Johnson would be deluded to imagine that his government will not face multiple opposition movements to the post-Covid misery it is serving up. Those movements – like the Black Lives Matter demonstrations – will be fuelled by all the accumulated anger at what the working-class majority suffered during the pandemic.

And they will face not a strong government but a weak and deeply-divided Tory Party, as was shown by Cummings’ vitriol against his old boss, and developments since. The rebellion over international aid, timed to embarrass the government at the start of the G7 summit, involves a host of senior Tories including Theresa May, seven former Tory cabinet ministers and eight Tories who chair select committees, including the chairs of the defence committee and the foreign affairs committee.

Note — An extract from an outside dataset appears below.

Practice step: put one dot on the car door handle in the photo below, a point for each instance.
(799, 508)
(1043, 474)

Another indication of the growing schisms in the Tories was the resignation of the education tsar over the paltry sums the government was willing to spend on helping school pupils catch up – just one tenth of what he and the Tory education minister Gavin Williamson wanted.

Further infighting is also likely over any attempts to delay the complete lifting of Covid-preventative measures in the face of the rising Delta variant. In reality, one of the central reasons for the criminal failure to take effective action to deal with the rising virus last autumn was that the Tory backbenches were only willing to support it when disaster had already happened. Not only Johnson, but the whole parliamentary Tory Party, was indeed responsible for many tens of thousands of unnecessary deaths.

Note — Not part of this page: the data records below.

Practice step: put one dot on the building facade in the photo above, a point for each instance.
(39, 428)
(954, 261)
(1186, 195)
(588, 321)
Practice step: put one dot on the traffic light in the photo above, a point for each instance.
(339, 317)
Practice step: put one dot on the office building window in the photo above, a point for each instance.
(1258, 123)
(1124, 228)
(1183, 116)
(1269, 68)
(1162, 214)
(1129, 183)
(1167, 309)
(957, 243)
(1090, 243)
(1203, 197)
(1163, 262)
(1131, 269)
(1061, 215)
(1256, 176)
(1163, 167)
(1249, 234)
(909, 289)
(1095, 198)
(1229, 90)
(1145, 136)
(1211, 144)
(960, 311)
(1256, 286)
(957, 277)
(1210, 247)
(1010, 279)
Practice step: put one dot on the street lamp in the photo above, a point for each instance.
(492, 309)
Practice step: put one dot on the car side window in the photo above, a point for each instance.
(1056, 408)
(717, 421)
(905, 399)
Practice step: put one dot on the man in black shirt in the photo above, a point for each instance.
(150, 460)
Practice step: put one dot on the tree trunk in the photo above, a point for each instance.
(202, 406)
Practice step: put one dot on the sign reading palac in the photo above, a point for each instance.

The current divisions in the Tory Party could be nothing, however, compared to what will develop under the impact of coming events. Johnson is a Poundland Trump, an English nationalist, who the capitalist class do not trust to reliably act in their interests.

Brexit is not a finished process. In the endless post-Brexit negotiations and skirmishes with the EU, this Tory government’s blundering will inevitably enrage big sections of the ruling elite. His government’s policies have already strengthened the struggle for independence in Scotland, and have inflamed sectarian tensions in Northern Ireland.

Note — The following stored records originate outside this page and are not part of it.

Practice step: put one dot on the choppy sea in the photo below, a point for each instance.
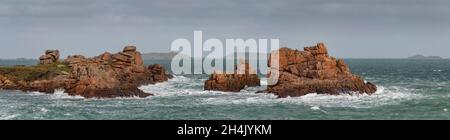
(407, 89)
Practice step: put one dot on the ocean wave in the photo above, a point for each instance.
(57, 94)
(383, 96)
(183, 86)
(9, 117)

Sections of the Tory Party are putting up with him only because he appears to be able to win some working-class voters. This is largely an illusion. Plummeting support for Labour is a far bigger factor than an increase in Tory votes in Johnson’s electoral gains. Even this, however, will shatter as he fails to deliver for the so-called red wall voters.

Populist danger

Many workers who have voted Tory could be won to a mass workers’ party with a socialist programme if such a party existed. After all, over a million ex-UKIP voters supported Corbyn, despite his limits, in the 2017 election, when he was still pledging to implement the 2016 referendum result. In the absence of such a party, however, the danger to the workers’ movement is not the consolidation of stable working-class support for the Tories, but rather the development of unstable right-wing populist formations, including via splits in the Tory Party.

The capitalist class in Britain has its own crisis of political representation. Much of the capitalist elite would probably prefer a Starmer-led Labour government to Johnson’s unreliable populists, as he would be a more reliable representative of their interests – if only he seemed capable of winning an election.

The workers’ movement should take confidence from the crisis of capitalist politics, and the highly fragile nature of the Tory Party. However, a vital element in the struggle to defeat the Tories and to fight for a socialist alternative to this rotten capitalist system, is for the working class to have its own political voice, arguing for a socialist programme. Starmer’s Labour is the antithesis of that. Therefore, one of the crucial tasks in the coming stormy period is the fight for a new mass workers’ party.